All my life, on a clear night, I look up. The vast, hypnotising beauty of eternity surrounds us; unmediated, glorious, silent. A tilt of my head pinions me helplessly on the spear of my curiosity, my meaning. I want to explore.
But where to go? If I look up, and then somehow leap into the sky (the thing I wish for whenever I find myself looking up), where to go?
I never have any objectives, no mission structure, no achievements to aim for, just a desire to wander, to see.
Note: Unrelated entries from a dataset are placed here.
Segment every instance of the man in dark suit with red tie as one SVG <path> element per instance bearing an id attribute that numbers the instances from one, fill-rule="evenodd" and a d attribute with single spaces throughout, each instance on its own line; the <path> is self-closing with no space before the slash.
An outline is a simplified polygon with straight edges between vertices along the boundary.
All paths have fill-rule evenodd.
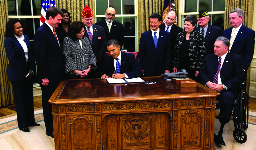
<path id="1" fill-rule="evenodd" d="M 102 74 L 103 60 L 107 50 L 107 42 L 104 29 L 93 24 L 93 13 L 87 5 L 83 10 L 82 20 L 85 29 L 83 35 L 89 39 L 91 46 L 96 56 L 97 68 L 91 70 L 92 78 L 100 78 Z"/>
<path id="2" fill-rule="evenodd" d="M 198 75 L 201 84 L 220 94 L 216 98 L 220 107 L 220 128 L 215 142 L 224 146 L 226 144 L 222 137 L 223 129 L 230 119 L 239 86 L 243 81 L 245 75 L 243 58 L 228 52 L 230 43 L 223 36 L 217 38 L 214 46 L 214 53 L 205 56 Z"/>
<path id="3" fill-rule="evenodd" d="M 42 105 L 46 135 L 54 138 L 52 105 L 48 102 L 64 74 L 62 44 L 55 28 L 58 27 L 63 13 L 57 7 L 47 10 L 46 20 L 34 35 L 37 66 L 38 83 L 42 90 Z"/>
<path id="4" fill-rule="evenodd" d="M 151 29 L 141 33 L 139 49 L 139 65 L 144 75 L 160 76 L 171 69 L 170 33 L 159 28 L 161 16 L 153 14 L 149 17 Z"/>

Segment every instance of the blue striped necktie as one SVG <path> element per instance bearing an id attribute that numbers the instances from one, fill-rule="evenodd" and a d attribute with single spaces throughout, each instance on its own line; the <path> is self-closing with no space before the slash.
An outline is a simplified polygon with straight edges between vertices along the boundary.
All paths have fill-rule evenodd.
<path id="1" fill-rule="evenodd" d="M 116 58 L 116 73 L 120 73 L 120 63 L 118 61 L 118 58 Z"/>

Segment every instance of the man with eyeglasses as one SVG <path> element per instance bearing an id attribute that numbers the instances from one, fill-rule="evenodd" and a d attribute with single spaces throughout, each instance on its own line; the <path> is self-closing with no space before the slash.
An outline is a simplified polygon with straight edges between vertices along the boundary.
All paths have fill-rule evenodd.
<path id="1" fill-rule="evenodd" d="M 124 27 L 120 23 L 114 21 L 115 10 L 112 7 L 107 9 L 105 12 L 106 19 L 95 23 L 104 28 L 107 43 L 111 39 L 116 40 L 122 48 L 124 44 Z M 105 19 L 104 19 L 105 20 Z"/>
<path id="2" fill-rule="evenodd" d="M 243 25 L 243 18 L 244 12 L 241 9 L 236 8 L 230 11 L 229 20 L 232 27 L 224 30 L 222 36 L 230 40 L 229 52 L 243 57 L 245 84 L 242 88 L 246 90 L 247 70 L 254 52 L 255 31 Z"/>
<path id="3" fill-rule="evenodd" d="M 216 39 L 221 36 L 222 30 L 219 27 L 212 26 L 208 23 L 210 17 L 206 10 L 201 10 L 197 15 L 199 26 L 195 28 L 204 35 L 206 44 L 206 54 L 214 52 L 213 45 Z"/>
<path id="4" fill-rule="evenodd" d="M 222 136 L 224 126 L 230 120 L 245 75 L 243 58 L 228 52 L 230 43 L 225 37 L 217 38 L 213 45 L 214 53 L 206 55 L 198 74 L 200 83 L 220 94 L 216 98 L 220 107 L 220 128 L 217 136 L 214 133 L 214 137 L 215 144 L 223 146 L 226 145 Z"/>
<path id="5" fill-rule="evenodd" d="M 93 24 L 93 13 L 87 5 L 83 10 L 82 18 L 85 26 L 83 36 L 90 40 L 92 51 L 96 56 L 97 68 L 91 70 L 92 75 L 92 78 L 100 78 L 102 74 L 105 53 L 107 51 L 104 29 L 102 27 Z"/>
<path id="6" fill-rule="evenodd" d="M 171 54 L 173 53 L 175 48 L 175 41 L 177 35 L 183 31 L 183 29 L 174 24 L 177 20 L 177 13 L 176 12 L 173 10 L 170 10 L 165 16 L 165 23 L 162 23 L 159 26 L 160 29 L 170 32 Z"/>

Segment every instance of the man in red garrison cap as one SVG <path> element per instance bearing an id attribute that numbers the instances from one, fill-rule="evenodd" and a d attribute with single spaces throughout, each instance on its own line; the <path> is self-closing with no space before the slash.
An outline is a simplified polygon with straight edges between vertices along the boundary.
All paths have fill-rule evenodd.
<path id="1" fill-rule="evenodd" d="M 95 54 L 97 68 L 92 70 L 92 78 L 100 78 L 102 74 L 103 60 L 107 50 L 107 42 L 103 27 L 93 24 L 92 10 L 87 5 L 83 10 L 82 20 L 85 26 L 84 35 L 89 39 Z"/>

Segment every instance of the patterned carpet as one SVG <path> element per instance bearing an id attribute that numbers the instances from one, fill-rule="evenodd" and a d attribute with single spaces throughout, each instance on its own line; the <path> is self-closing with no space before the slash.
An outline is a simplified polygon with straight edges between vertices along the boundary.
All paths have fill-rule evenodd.
<path id="1" fill-rule="evenodd" d="M 215 110 L 215 116 L 218 115 L 219 110 Z M 245 131 L 247 140 L 243 144 L 236 142 L 233 136 L 234 129 L 232 120 L 225 126 L 223 135 L 226 146 L 216 145 L 217 150 L 256 150 L 256 112 L 249 112 L 249 125 Z M 38 127 L 29 127 L 30 132 L 22 132 L 18 127 L 16 116 L 0 119 L 0 150 L 54 150 L 54 139 L 47 136 L 43 121 L 42 110 L 35 111 L 35 119 Z M 215 131 L 219 130 L 220 124 L 215 119 Z"/>

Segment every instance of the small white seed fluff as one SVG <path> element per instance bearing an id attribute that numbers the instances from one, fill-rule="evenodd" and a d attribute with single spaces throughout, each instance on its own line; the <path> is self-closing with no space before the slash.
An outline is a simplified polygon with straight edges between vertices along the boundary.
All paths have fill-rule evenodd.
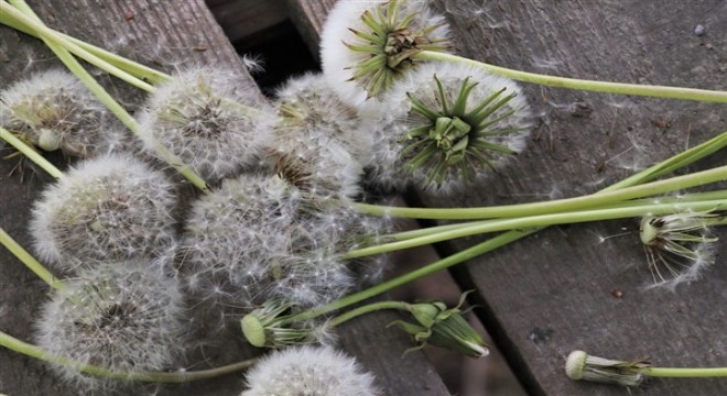
<path id="1" fill-rule="evenodd" d="M 414 14 L 415 16 L 406 26 L 410 32 L 419 32 L 427 26 L 437 26 L 428 32 L 428 38 L 440 41 L 449 36 L 445 18 L 435 13 L 428 7 L 427 1 L 395 1 L 399 2 L 397 24 L 402 22 L 404 18 Z M 375 53 L 360 52 L 352 51 L 346 44 L 370 44 L 362 42 L 351 30 L 371 33 L 371 28 L 361 20 L 361 15 L 366 11 L 378 14 L 387 3 L 388 1 L 383 0 L 339 0 L 328 13 L 321 33 L 321 63 L 324 76 L 344 102 L 357 108 L 368 108 L 365 110 L 367 112 L 378 112 L 377 110 L 383 108 L 375 99 L 367 100 L 369 94 L 362 87 L 367 84 L 367 77 L 354 79 L 356 73 L 354 65 L 376 55 L 382 55 L 384 48 L 377 48 Z M 395 34 L 393 31 L 387 33 Z M 412 65 L 415 65 L 415 63 L 410 66 Z M 399 78 L 401 74 L 394 75 Z"/>
<path id="2" fill-rule="evenodd" d="M 36 73 L 0 92 L 0 125 L 45 151 L 96 156 L 109 121 L 106 108 L 66 70 Z"/>
<path id="3" fill-rule="evenodd" d="M 80 162 L 35 202 L 35 252 L 66 272 L 97 261 L 154 257 L 174 240 L 173 188 L 164 174 L 131 156 Z"/>
<path id="4" fill-rule="evenodd" d="M 209 183 L 258 165 L 272 120 L 261 112 L 273 111 L 253 92 L 229 70 L 181 73 L 159 87 L 140 116 L 145 148 L 169 150 Z"/>
<path id="5" fill-rule="evenodd" d="M 532 127 L 532 116 L 524 95 L 514 81 L 471 66 L 428 63 L 403 77 L 386 95 L 384 102 L 388 110 L 380 113 L 378 120 L 380 128 L 375 130 L 375 160 L 371 163 L 370 179 L 367 180 L 369 184 L 383 190 L 401 191 L 406 186 L 413 185 L 424 190 L 436 190 L 438 194 L 457 194 L 473 186 L 482 185 L 491 177 L 492 169 L 501 168 L 512 157 L 510 154 L 488 151 L 490 167 L 474 157 L 466 156 L 464 161 L 468 167 L 470 179 L 464 178 L 458 167 L 448 166 L 445 169 L 444 182 L 438 185 L 427 185 L 427 173 L 431 170 L 427 166 L 431 166 L 431 163 L 414 169 L 408 166 L 408 162 L 419 152 L 405 150 L 410 144 L 405 140 L 406 134 L 415 128 L 432 124 L 432 120 L 413 110 L 409 96 L 420 100 L 430 109 L 440 111 L 444 116 L 452 116 L 442 111 L 435 77 L 441 81 L 451 103 L 456 100 L 465 78 L 469 78 L 469 82 L 477 84 L 469 94 L 465 112 L 474 110 L 484 100 L 500 90 L 503 90 L 502 97 L 516 94 L 509 102 L 490 114 L 486 121 L 513 110 L 514 112 L 510 117 L 497 121 L 488 128 L 518 131 L 490 135 L 486 140 L 514 153 L 524 150 Z M 464 121 L 467 122 L 467 120 Z M 471 127 L 475 129 L 475 125 Z"/>
<path id="6" fill-rule="evenodd" d="M 158 265 L 105 263 L 66 280 L 35 321 L 37 345 L 52 355 L 113 372 L 162 371 L 178 364 L 186 330 L 178 283 Z M 84 392 L 108 391 L 118 380 L 97 378 L 53 363 L 59 377 Z"/>
<path id="7" fill-rule="evenodd" d="M 240 396 L 375 396 L 373 375 L 355 359 L 330 348 L 275 351 L 247 374 Z"/>

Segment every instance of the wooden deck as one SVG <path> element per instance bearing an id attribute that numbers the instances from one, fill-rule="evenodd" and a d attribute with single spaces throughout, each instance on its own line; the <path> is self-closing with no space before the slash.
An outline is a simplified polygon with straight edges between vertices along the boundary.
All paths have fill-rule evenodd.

Perhaps I never thought it through.
But while Star Wars, and Star Trek with its five year mission to just ‘go and see what’s out there’, were very much about adventure, the defining images of space from my childhood were the evocative vistas from the Space 1999 credits and my dad’s volumes of great sci-fi artwork, with Tim White and Chris Foss’s work standing out.
Then I heard about No Man’s Sky, learned that my former colleague Sean Murray and his team at Hello Games also had those same influences, loved those same paintings and distilled it all into this supersaturated, evocative and impossibly vast solitude.
I wander, I trigger broadcasts to faraway stars, I harvest what I need. My boots click on the minimalist glass flooring of vast, almost empty space stations. But while there are others, travellers in their own solitude, everywhere there are ghosts: reaching out and screaming from monoliths, oftentimes judging me or teaching me of once vast enmities between the races I encounter, the corpses (dead gift horses) I find in crashed ships, and the Atlas, both a thread of meaning and an act of faith.
It is strange that I find myself latching onto this brazen narrative, for I am sated only with climbing the next hill for a vista, almost somnambulant with the breeze, the exploration and the soundtrack, a time without hours. Peace. I am interested to learn about this higher form of consciousness that promises a point to it all, a pattern, a god in the machine. At the back of my mind this is somebody’s universe, somebody’s purpose after all, it has creators, they work in Guildford.
Yet these gods are themselves worshippers. No Man’s Sky is a cathedral built in honour of our universe, while also revering the heart, the whole point, of exploration – the challenge of completing one’s self.